Shifting from tips to full wages will not be easy. The biggest challenge for businesses that have made the change is in the time it takes for others to follow suit. It takes time for things to change. In the meantime, one of the most beneficial things employers can do for their employees is offer financial education. Financial education is essential for tipped workers who often have unpredictable income. It helps them learn to manage income fluctuations, prepare for emergencies, and use their money effectively.
Consumers are getting “tip fatigue” and it’s a very real concern that tips will decline. What will happen to service workers then? Without financial education, income fluctuations can pose real financial problems that can lead to unhealthy financial behaviors. Workers who are living paycheck to paycheck might struggle when one paycheck (or tip total) is unexpectedly smaller than usual, and might resort to taking on debt to make ends meet. These kinds of unhealthy financial behaviors create a cycle that can be difficult to break out of, especially as the cost of living increases and tipped wages decrease.
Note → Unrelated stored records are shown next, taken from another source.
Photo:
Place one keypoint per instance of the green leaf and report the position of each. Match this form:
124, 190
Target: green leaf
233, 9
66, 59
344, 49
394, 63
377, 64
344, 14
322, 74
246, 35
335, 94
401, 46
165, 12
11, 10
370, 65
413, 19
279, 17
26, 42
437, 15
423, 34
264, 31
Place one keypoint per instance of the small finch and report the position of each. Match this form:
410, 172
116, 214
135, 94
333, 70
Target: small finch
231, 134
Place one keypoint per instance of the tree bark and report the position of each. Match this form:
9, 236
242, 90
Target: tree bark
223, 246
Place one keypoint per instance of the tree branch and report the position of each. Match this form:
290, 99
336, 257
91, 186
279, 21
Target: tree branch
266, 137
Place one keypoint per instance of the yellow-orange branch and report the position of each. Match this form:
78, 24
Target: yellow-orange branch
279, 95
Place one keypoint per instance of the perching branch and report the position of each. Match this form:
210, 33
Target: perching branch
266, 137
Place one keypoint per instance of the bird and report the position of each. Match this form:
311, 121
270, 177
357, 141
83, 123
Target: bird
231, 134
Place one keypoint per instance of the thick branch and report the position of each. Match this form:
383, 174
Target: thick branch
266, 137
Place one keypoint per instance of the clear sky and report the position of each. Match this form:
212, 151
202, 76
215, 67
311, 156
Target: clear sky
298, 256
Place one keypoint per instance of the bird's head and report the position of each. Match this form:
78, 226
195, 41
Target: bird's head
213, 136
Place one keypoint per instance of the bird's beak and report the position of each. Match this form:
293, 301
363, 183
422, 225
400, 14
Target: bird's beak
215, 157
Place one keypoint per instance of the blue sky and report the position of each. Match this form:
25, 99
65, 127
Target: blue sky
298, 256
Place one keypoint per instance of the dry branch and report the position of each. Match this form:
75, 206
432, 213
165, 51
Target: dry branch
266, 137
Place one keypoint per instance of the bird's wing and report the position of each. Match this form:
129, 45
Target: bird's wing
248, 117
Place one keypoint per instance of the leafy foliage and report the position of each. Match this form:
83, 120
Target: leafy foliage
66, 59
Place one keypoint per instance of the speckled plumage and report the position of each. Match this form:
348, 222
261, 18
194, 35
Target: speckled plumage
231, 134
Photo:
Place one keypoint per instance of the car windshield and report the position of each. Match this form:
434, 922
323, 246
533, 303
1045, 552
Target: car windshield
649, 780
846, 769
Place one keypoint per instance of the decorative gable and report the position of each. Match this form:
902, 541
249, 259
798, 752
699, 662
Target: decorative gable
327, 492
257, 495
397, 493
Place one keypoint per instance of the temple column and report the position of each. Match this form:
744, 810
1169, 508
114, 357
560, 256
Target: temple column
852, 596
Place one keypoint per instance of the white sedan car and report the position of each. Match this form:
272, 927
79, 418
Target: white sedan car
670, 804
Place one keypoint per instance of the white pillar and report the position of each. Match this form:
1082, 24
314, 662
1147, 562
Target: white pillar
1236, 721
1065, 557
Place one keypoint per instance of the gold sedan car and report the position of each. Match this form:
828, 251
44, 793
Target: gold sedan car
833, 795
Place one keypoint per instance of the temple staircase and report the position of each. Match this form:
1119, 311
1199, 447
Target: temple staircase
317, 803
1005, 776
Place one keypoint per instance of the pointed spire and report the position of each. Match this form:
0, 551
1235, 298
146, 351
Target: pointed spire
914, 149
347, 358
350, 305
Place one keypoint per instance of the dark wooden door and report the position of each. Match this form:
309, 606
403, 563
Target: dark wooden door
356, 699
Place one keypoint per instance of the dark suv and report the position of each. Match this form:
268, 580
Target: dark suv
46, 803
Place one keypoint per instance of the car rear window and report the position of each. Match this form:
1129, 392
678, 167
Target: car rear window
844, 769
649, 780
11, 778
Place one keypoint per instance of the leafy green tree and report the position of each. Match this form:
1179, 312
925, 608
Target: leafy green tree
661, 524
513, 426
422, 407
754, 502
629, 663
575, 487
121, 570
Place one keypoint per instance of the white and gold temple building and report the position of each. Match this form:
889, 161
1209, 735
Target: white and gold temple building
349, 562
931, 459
Employers who provide access to financial education help their employees improve their quality of life. Employees can use financial education to get out of debt, bank smarter, build credit, and budget effectively. Find out how 101 Financial’s Workplace Wellness program helps employees manage unpredictable income.
Changing tipped industries will not happen overnight. Many individual businesses, specifically restaurants, have adopted fair wages and no-tip policies. But it will take time for entire industries to make the shift. The no-tipping movement first started in 2015 when many restaurants and similar businesses adopted alternative practices. Now, in the post-pandemic era when businesses are making an extra effort to ensure income equality, the no-tipping movement is expected to gain more traction.